Thursday, 21 June 2007

The Change

Last night was one of the calmest nights I’ve experienced since everything changed.

I’m not sure if revisiting this blog made a difference. Maybe I just needed to start writing it all down. They say things are put into perspective if you write out all your problems. I certainly slept better last night but I’m unconvinced that this was a result of typing my thoughts into a computer. I suspect the lack of explosions and screams helped more.

The silence of last night unnerves me. Has the city finally succumbed? Am I the last person alive? How long will I survive?

At least I got some decent sleep.

I’m hungry again. It’s hard to concentrate on writing when your stomach is asking if your throat has been cut. The boiled rice and mushy peas seem like a year ago. I only allow myself to eat once a day. I tend to make dinner before bed because it makes me sleepy.

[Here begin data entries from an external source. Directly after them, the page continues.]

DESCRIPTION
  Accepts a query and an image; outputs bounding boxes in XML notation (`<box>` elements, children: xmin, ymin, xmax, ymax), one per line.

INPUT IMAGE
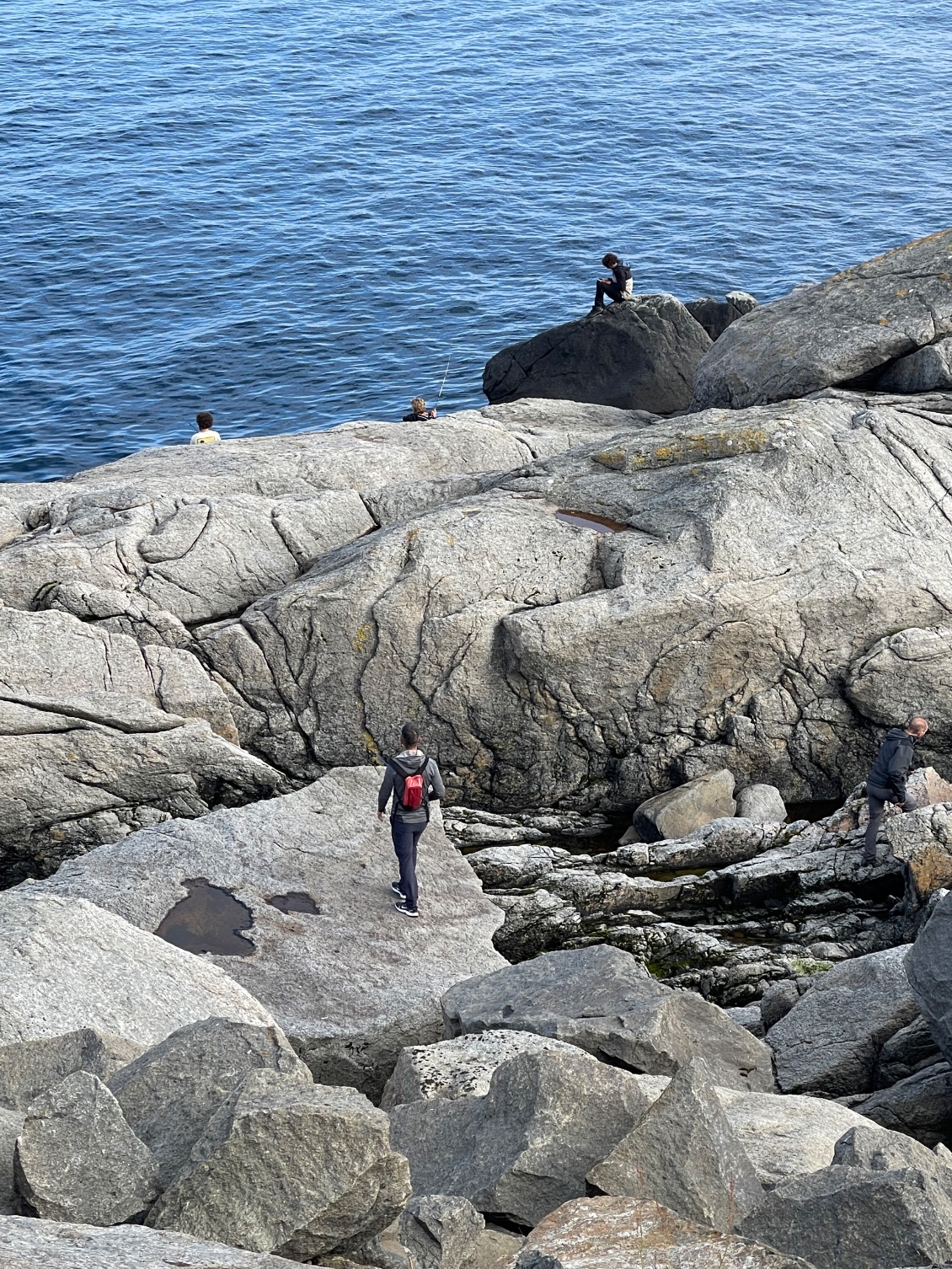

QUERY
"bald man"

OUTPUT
<box><xmin>864</xmin><ymin>715</ymin><xmax>929</xmax><ymax>865</ymax></box>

My neighbour, Gerald, used to make a mean chili. I know how to make a mean chili myself but Gerald’s chili was something else. He never told me his secret ingredient and now he never will...

Gerald.

It happened like this…

…FUCK!

…………

A tree just fell over behind the house. A giant oak. Felt like a bomb had been dropped on me for a second there. I looked out the window and spotted four of the undead heading for the tree. Do they eat plant life? I hope the noise doesn’t attract more of them. What the fuck happened to the tree?

Anyway, Gerald.

It was a Thursday. Usual boring day at the office. Same old people, same old tasks. I first noticed something was different when I went out for lunch.

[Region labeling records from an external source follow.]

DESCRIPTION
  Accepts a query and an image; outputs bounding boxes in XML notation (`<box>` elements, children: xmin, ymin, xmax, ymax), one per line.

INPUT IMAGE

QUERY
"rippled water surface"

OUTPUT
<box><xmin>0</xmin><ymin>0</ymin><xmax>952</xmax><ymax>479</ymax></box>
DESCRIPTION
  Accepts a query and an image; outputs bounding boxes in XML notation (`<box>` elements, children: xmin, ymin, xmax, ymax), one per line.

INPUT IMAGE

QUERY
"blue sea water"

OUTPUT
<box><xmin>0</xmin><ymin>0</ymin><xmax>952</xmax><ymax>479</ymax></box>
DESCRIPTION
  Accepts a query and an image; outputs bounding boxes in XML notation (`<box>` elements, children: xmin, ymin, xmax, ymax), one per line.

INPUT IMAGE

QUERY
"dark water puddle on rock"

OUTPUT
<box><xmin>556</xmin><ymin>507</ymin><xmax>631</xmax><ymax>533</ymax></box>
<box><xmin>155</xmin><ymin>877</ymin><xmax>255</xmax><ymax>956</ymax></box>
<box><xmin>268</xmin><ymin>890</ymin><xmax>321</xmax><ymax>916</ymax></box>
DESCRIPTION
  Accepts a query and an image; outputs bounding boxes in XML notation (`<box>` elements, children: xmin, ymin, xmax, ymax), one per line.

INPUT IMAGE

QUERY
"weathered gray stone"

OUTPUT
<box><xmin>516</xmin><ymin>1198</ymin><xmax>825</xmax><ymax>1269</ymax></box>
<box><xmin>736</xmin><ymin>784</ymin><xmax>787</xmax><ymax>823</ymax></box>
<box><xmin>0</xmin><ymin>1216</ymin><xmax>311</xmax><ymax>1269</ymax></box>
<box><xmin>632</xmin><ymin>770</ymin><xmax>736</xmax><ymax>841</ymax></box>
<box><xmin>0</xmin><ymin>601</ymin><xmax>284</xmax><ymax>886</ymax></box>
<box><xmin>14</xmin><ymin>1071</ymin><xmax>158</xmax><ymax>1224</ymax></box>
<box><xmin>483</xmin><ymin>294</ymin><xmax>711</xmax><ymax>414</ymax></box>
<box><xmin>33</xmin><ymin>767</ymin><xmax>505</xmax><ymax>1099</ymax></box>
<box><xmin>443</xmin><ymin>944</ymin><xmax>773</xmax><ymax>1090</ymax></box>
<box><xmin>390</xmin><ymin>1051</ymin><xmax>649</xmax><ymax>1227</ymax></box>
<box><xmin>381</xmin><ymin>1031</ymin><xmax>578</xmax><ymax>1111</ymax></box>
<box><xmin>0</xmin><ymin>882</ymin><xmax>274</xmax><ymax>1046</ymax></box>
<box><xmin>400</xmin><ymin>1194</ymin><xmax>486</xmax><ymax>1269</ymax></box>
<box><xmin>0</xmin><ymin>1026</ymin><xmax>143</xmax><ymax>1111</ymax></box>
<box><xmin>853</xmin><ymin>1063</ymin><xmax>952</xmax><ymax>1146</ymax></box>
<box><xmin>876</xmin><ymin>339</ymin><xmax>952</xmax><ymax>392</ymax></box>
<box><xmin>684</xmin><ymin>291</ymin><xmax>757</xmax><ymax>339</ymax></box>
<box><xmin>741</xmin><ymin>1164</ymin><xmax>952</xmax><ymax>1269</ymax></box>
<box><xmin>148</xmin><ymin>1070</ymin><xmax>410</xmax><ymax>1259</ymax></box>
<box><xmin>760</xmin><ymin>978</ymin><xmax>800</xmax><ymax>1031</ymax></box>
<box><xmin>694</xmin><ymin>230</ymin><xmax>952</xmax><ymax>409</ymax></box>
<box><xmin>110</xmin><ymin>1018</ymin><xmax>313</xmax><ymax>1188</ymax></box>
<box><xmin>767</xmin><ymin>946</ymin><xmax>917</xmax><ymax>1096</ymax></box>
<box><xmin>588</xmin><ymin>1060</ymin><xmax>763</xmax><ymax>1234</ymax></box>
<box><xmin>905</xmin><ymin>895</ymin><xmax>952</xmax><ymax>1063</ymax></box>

I was faced with the same dilemma as always. Should I buy a Greggs pasty, a sandwich from Fresh n Tasty, or wander round Asda to gaze at the fruit and veg meaningfully and then buy a pot noodle?

That day I decided on Asda. Except Asda appeared to be in a state of emergency. People were running away from the place. Five police cars, two riot vans and three ambulances sat in the car park. The alarm system was going haywire .

I approached a police officer (except he had a blue band round his hat which means he was a ‘community support officer’) and asked what the problem was.

He told me in no uncertain terms to mind my own business and go away. I took his advice but not before I saw people being carted out of Asda on stretchers, some of them bleeding quite heavily from various parts of their bodies. I also saw real coppers, armed with automatic rifles, heading towards the building.

This got my mind in a twist. What was going on here?

I forgot lunch and headed back to work.

My manager was waiting outside when I arrived. The building was locked. Everyone appeared to be gone. I asked what was going on and he told me that the company was implementing its Business Continuity Plan.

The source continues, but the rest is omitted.